Tom refuse effectivement toute promotion et voit son métier comme un sacerdoce : son travail consiste à se salir les mains et pour cela il estime ne pas avoir à rendre de compte à ses supérieurs bureaucrates. En refusant toute ascension professionnelle il s’isole, devient incompris et se fait de nombreux ennemis au sein de la police même. Le fait, pour lui, de travailler à l’A14 : service des morts non élucidées de Londres (et j’imagine un des plus durs) n’est pas un hasard : il le fait bien, certes, mais visiblement trop à sa façon.
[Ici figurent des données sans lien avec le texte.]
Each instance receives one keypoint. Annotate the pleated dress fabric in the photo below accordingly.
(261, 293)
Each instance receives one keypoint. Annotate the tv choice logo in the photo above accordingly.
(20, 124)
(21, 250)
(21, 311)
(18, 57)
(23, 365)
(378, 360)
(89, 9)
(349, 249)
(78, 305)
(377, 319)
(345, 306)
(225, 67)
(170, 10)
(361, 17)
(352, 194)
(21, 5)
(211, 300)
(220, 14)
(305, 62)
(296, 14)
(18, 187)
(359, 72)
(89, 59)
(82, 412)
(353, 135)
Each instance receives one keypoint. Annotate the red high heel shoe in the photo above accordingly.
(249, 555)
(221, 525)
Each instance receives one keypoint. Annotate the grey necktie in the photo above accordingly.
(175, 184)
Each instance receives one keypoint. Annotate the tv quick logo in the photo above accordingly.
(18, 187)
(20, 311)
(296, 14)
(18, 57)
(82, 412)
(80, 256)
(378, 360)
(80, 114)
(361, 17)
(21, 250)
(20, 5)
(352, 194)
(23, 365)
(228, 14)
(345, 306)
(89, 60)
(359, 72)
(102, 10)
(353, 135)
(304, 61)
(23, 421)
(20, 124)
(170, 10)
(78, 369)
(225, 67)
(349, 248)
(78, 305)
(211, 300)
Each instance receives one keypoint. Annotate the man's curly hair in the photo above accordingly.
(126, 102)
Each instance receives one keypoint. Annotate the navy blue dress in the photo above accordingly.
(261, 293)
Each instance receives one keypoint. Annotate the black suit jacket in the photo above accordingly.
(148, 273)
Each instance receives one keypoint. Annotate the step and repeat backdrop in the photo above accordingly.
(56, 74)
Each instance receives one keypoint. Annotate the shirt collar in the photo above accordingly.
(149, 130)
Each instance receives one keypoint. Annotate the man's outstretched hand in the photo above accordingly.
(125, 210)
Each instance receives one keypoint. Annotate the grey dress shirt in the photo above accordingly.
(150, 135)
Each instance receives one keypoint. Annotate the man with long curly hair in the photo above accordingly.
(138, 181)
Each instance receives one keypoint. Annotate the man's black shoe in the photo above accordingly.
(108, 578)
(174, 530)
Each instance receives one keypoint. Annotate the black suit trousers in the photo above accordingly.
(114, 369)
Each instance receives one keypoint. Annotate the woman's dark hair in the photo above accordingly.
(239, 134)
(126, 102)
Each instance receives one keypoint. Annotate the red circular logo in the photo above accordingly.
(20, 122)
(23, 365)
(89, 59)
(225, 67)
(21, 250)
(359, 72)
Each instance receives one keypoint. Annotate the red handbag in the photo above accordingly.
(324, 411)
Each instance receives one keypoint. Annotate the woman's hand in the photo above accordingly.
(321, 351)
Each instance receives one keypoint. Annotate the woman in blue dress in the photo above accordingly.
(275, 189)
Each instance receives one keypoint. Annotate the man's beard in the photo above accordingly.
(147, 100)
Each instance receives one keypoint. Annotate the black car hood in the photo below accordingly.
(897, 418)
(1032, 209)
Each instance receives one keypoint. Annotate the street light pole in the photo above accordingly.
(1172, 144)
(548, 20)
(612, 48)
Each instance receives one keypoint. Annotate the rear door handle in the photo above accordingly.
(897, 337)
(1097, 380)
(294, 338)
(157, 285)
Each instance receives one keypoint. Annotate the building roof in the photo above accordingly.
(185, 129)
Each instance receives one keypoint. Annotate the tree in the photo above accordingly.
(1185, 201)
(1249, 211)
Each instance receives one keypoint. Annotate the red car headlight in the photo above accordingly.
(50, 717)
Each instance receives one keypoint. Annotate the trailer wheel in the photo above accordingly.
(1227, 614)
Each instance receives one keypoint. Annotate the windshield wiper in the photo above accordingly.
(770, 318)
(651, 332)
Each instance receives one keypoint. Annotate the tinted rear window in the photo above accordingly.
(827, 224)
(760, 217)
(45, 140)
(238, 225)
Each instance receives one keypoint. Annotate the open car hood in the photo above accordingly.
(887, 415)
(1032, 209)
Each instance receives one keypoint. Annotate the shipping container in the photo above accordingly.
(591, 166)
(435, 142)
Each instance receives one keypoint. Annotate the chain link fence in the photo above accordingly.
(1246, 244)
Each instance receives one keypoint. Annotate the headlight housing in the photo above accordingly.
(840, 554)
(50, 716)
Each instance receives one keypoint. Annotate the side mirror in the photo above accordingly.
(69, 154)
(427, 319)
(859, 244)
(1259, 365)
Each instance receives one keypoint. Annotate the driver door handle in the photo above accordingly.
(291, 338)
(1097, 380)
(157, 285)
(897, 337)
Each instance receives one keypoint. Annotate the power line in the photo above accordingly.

Vous l’aurez compris, il est ici inutile de s’attarder sur l’histoire en elle même tant elle frôle le classicisme. Retenons ce livre pour l’ambiance qu’il dégage : les décors urbains glauques, les bordels, la folie d’un tueur particulièrement cinglé et brutal… Et surtout la descente aux enfers d’un flic déjà borderline qui se persuade que ce dossier est personnel et met toute son âme et ses ressources dans la résolution de ce cas…

Et même si tous ces éléments vous paraissent lus et relus, laissez vous tenter par la découverte d’un auteur doté d’une puissance d’écriture phénoménale qui vous fascinera littéralement.